2023/10/5(木)音楽芸術の日 公開

【URL】

▶︎(https://ncode.syosetu.com/n2566il/)

▶︎(https://note.com/amioritumugi/n/n79e0b69070cc)

【関連作品】

「コクリコ荘ものがたり」シリーズ




 最後の一音を弾き終える。


 静寂。


 あれから、葵と百合が家事を手伝ってくれるようになり、練習に割くことが出来る時間が増えたおかげで、ミスなく伴奏を弾ききることが出来た。ほっ、と息を吐く。一瞬の間を置いて、万雷の拍手がホールに響いた。脱力し顔を上げると、隣りに座る吉田くんが、膝の上に下ろした私の手を握った。自ずと、視線が絡む。やり切ったという吉田くんの表情に、胸が熱くなる。頬に熱を感じた。鳴り止まない万雷の拍手の中、吉田くんと並んで立ち上がる。吉田くんに手を引かれながら前に歩み出、一緒に頭を下げる。呼吸、表情、仕草、感情。彼のすべてが、手に取るように感じられた。いまなら、彼のすべてが分かる気がした。顔を上げると、一瞬彼と目が合った。クラスメイトが織り成す長い列の最後尾に連なり、舞台袖へと歩く。私の後ろに彼が並んだ。

「ありがとう。」

彼が小声で囁いた。

「私こそ。」

 舞台袖に引き上げると、クラスメイトたちが充実感に満ち溢れた表情を浮かべながらお互いを見渡していた。声を抑えた喜びが狭い密閉された空間に満ちる。

「本番が一番上手かったよ、陽奈!」

「お疲れ、吉田。」

「今日が一番良かった!!」

客席に漏れないようにと抑えめにした声量で、クラスメイトたちが最後に歩いて来た私と吉田くんを労う。

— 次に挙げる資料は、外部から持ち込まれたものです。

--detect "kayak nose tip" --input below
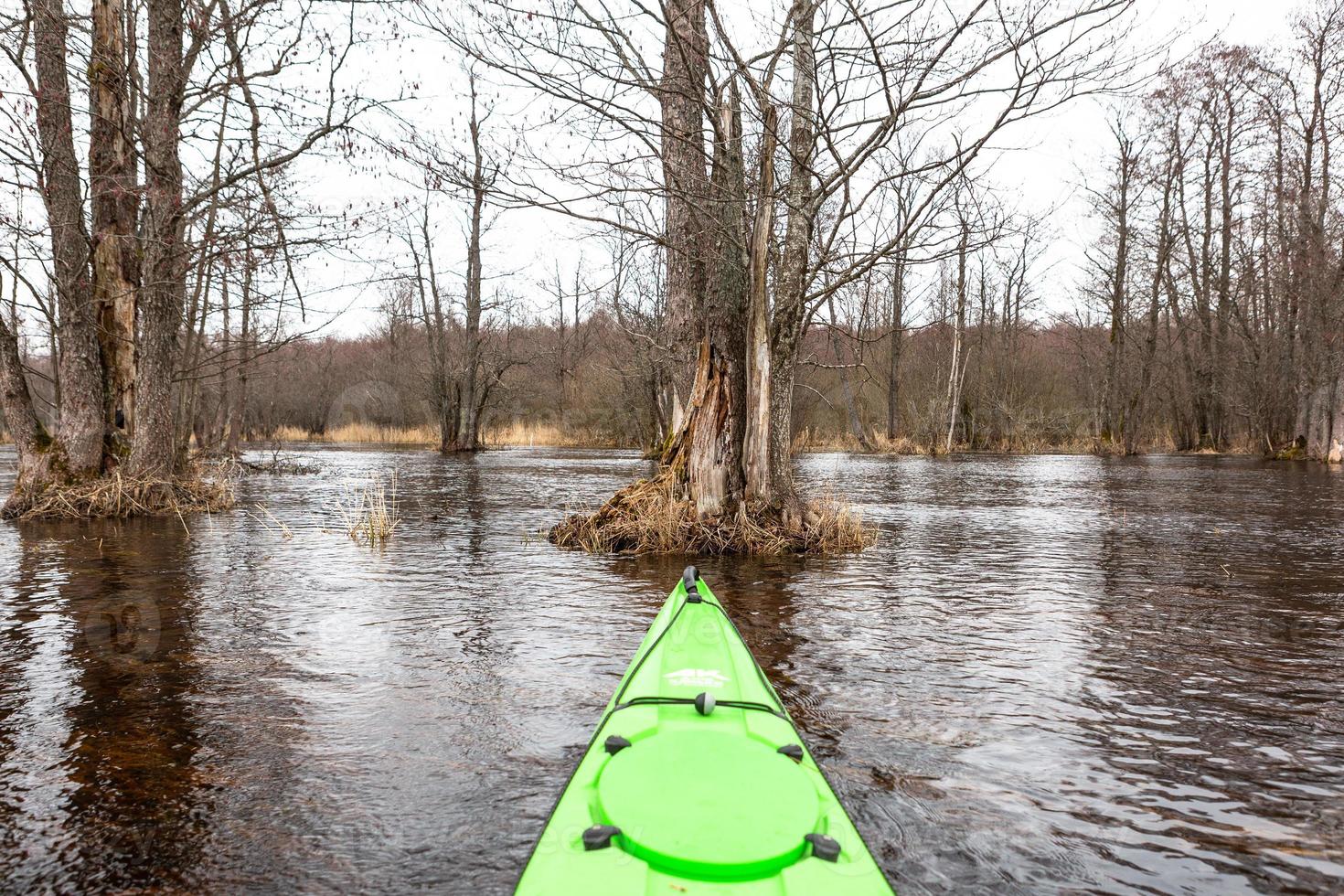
[681,566,701,603]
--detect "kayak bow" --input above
[517,567,891,896]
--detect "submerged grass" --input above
[547,472,878,556]
[326,473,400,546]
[268,421,635,449]
[5,461,238,520]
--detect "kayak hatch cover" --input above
[517,567,892,896]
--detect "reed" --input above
[4,461,240,527]
[547,473,878,556]
[325,472,400,546]
[266,421,635,449]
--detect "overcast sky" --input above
[309,0,1297,335]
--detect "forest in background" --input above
[0,0,1344,507]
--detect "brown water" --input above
[0,450,1344,893]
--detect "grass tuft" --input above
[547,472,878,556]
[326,473,400,546]
[4,461,238,525]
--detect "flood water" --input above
[0,450,1344,893]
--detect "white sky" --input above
[309,0,1298,335]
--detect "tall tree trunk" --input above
[227,245,257,454]
[887,250,906,439]
[741,103,778,504]
[32,0,103,478]
[770,0,817,504]
[1101,128,1138,444]
[1125,154,1173,454]
[946,219,970,452]
[89,0,137,442]
[0,315,51,495]
[658,0,709,432]
[455,77,486,452]
[131,0,187,478]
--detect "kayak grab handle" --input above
[681,566,701,603]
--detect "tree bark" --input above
[658,0,709,421]
[131,0,187,478]
[741,105,777,504]
[89,0,137,442]
[770,0,817,503]
[887,251,906,439]
[454,77,488,452]
[1101,128,1138,444]
[32,0,103,478]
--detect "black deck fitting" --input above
[806,833,840,862]
[681,567,704,603]
[583,825,621,852]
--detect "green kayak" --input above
[517,567,891,896]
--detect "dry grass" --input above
[326,473,400,546]
[5,461,238,525]
[481,421,635,449]
[547,473,876,556]
[268,421,635,449]
[269,423,438,446]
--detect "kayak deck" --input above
[517,567,891,896]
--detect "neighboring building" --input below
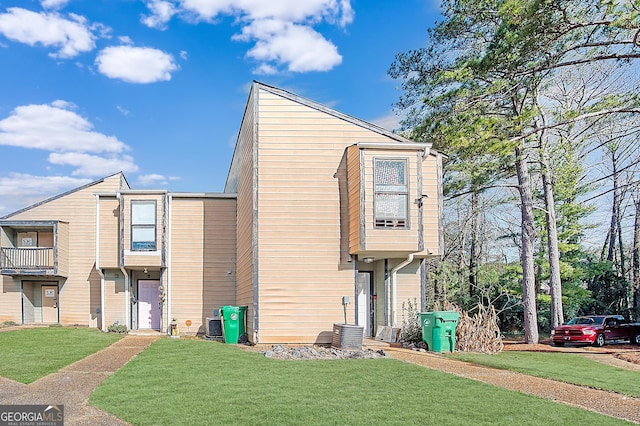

「うん、みんなありがとう。こんな不甲斐ない私について来てくれて。➖木更津くんも、急遽指揮をお願いすることになっちゃったのに、引き受けてくれてありがとう。本当に助かったよ。」

隅に置かれたドラムの上に腰を下ろしていた木更津くんが何でもないことのように私に言葉を返す。

「うん〜全然?智流のただ無茶なだけの頼みなら簡単には聞かないけど、陽奈ちゃん絡みの頼みなら全力でサポートするよ。」

木更津くんが私に微笑む。

「おい瑛太、」

と、吉田くんがくっと木更津くんの肩を引いた。

「うん、どうした?」

「お前、……っ」

吉田くんが何かを言いかけ、それをこらえるように下を向いた。木更津くんが私の肩に手を置く。

「陽奈ちゃんのピアノ、丁寧で優しいけど芯があって、指揮やったことない俺でも合わせやすかったよ。ピアノを弾いている陽奈ちゃん、素敵だった。」

「ううん、そんなことない。結局、ひとりじゃやり切れなかったもの。木更津くんが指揮を引き受けてくれたから、本番直前に伴奏者を変更することなく、吉田くんとピアノに専念することが出来たの。ありがとう。」

木更津くんに頭を下げる。「うん。」と木更津くんが微笑む。「吉田くん」と、私と木更津くんの間に立つ吉田くんに向き直る。吉田くんを見る。吉田くんが私を見つめ返す。一歩、彼の方に歩み寄る。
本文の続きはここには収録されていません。